Uzbekistan’s $1bn sovereign bond debut has proved a smash hit with some initial reports indicating the demand was there for as much as $8.5bn, making the issue 8.5-times oversubscribed.
The launch was made with yields of 4.75% on the 5-year note and 5.375% on the 10-year note, an anonymous source told Bloomberg on February 13.
The debut had generated an air of optimism among investors who attended Uzbekistan’s New York, Boston and London roadshows. The issuance is set to pave way for regular debt sales.
Many comparisons have been made between Uzbekistan’s debut and neighbouring Tajikistan’s $500mn first eurobond foray in 2017—the main difference appears to be that Tajikistan needed the funding for the construction of its Rogun hydropower dam mega project, while Uzbekistan is merely looking to set a benchmark. At the same time, Uzbekistan has managed to grab plenty of attention with its ongoing reforms aimed at opening up its economy, with moves including the lifting of strict currency controls. Tajikistan did not enjoy such publicity leading up to its eurobond.

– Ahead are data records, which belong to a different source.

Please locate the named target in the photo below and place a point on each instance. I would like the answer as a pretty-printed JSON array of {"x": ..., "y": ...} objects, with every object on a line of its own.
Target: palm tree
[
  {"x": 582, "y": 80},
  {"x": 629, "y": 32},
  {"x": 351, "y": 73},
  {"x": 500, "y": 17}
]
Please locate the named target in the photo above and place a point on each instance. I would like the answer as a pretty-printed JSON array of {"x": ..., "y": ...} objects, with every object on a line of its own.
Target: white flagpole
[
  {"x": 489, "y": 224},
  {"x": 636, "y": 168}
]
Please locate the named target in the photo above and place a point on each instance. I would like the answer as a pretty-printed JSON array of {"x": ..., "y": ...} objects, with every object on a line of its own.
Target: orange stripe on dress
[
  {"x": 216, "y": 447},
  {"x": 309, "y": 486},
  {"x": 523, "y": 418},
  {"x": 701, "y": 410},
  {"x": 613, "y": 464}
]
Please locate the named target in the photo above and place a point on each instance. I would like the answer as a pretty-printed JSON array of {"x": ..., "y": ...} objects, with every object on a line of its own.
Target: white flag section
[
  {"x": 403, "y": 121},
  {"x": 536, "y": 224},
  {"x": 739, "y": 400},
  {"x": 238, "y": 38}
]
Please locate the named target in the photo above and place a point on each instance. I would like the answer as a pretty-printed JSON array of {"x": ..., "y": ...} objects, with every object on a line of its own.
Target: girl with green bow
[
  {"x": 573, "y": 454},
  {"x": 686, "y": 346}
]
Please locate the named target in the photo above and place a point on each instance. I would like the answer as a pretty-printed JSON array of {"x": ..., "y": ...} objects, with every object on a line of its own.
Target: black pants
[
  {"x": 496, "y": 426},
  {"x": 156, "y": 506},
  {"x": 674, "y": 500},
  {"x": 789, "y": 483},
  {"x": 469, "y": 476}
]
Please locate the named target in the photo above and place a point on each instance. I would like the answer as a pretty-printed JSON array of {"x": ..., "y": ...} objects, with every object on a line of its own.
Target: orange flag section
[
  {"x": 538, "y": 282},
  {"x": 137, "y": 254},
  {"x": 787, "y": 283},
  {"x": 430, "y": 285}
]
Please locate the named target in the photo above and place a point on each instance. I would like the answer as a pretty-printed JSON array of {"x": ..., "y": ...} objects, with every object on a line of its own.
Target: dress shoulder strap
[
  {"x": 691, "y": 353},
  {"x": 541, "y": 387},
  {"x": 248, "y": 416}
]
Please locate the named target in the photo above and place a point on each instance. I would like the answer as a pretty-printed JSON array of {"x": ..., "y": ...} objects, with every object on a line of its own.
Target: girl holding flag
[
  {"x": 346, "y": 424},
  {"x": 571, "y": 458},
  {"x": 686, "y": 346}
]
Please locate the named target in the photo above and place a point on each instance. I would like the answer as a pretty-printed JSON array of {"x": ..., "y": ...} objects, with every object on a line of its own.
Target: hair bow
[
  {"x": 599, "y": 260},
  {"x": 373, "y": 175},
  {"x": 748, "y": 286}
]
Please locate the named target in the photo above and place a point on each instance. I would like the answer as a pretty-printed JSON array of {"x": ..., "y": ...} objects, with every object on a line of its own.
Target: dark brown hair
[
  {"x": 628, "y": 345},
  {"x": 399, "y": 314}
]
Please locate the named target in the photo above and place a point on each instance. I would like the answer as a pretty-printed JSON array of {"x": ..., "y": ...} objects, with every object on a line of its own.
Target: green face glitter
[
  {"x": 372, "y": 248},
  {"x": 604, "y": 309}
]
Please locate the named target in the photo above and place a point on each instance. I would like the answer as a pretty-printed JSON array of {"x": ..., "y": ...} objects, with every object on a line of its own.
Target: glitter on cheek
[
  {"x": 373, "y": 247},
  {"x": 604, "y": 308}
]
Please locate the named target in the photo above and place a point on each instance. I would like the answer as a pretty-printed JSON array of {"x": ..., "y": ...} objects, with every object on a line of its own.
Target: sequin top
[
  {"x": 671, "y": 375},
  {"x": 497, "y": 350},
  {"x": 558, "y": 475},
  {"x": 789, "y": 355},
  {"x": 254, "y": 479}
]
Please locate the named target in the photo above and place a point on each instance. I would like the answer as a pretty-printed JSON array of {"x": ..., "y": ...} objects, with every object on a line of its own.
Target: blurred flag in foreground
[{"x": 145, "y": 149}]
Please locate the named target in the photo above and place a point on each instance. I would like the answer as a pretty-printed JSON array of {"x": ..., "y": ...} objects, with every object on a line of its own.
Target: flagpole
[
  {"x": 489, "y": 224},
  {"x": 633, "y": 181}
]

“Backed by very strong fundamentals”
Anders Faergemann, a fund manager at PineBridge Investments in London said that the sale was a “positive, transition story,” noting that the fund, which holds $90bn in assets, was “impressed with the presentation and the marketing of the credit, backed by what seems to be very strong fundamentals”.
Still, some worries remain over the Uzbek deal. S&P Global Ratings and Fitch Ratings rated Uzbekistan at three levels below investment grade, similarly to Bolivia, Brazil and Bangladesh.
“The feverish demand automatically reminds me of Tajikistan’s debut,” Roman Bernatskiy, head trader of FFF Asset Management in Cyprus. “There could be a case of deja-vu, with trading in the first days at 101 percent of face value and higher, followed by the subsequent acknowledgement that it’s expensive and a drop well below face value.”
The Tajik bonds, due in September 2027, are rated three levels below Uzbekistan at S&P. The return on Tajik bonds has stood at 0.3% since their sale, whereas emerging markets in the period have shown an average loss of 0.4%. At the same time, ex-Soviet Georgia’s bonds, which happen to share Uzbekistan’s rating, returned 2.9% in the period.
Very limited data
Investors are known to still have significant concerns about how secretive Uzbekistan is when it comes to its economy. Very limited data on the country’s key mineral sector is available, for instance. While fund managers say Tashkent will be expected to pay a premium for that secrecy, Uzbekistan has been attempting to improve its transparency.
Aside from issuing better statistical reports on macroeconomic indicators, Uzbekistan issued a decree in January stating that it would no longer shroud in secrecy statistics on its main export commodity, gold. Gold is unofficially estimated to make up approximately 20% of the Central Asian nation’s exports. However, figures from international trade data visualisation engine, The Observatory of Economic Complexity (OEC), indicate that gold made up 40% of Uzbekistan’s exports in 2016 in monetary terms. Its value amounted to $2.86bn.
JPMorgan, Citi and Gazprombank are handling Uzbekistan’s Eurobond transaction. Uzbekistan has appointed HSBC banker Odilbek Isakov as the head of its Sovereign and Corporate Debt Division.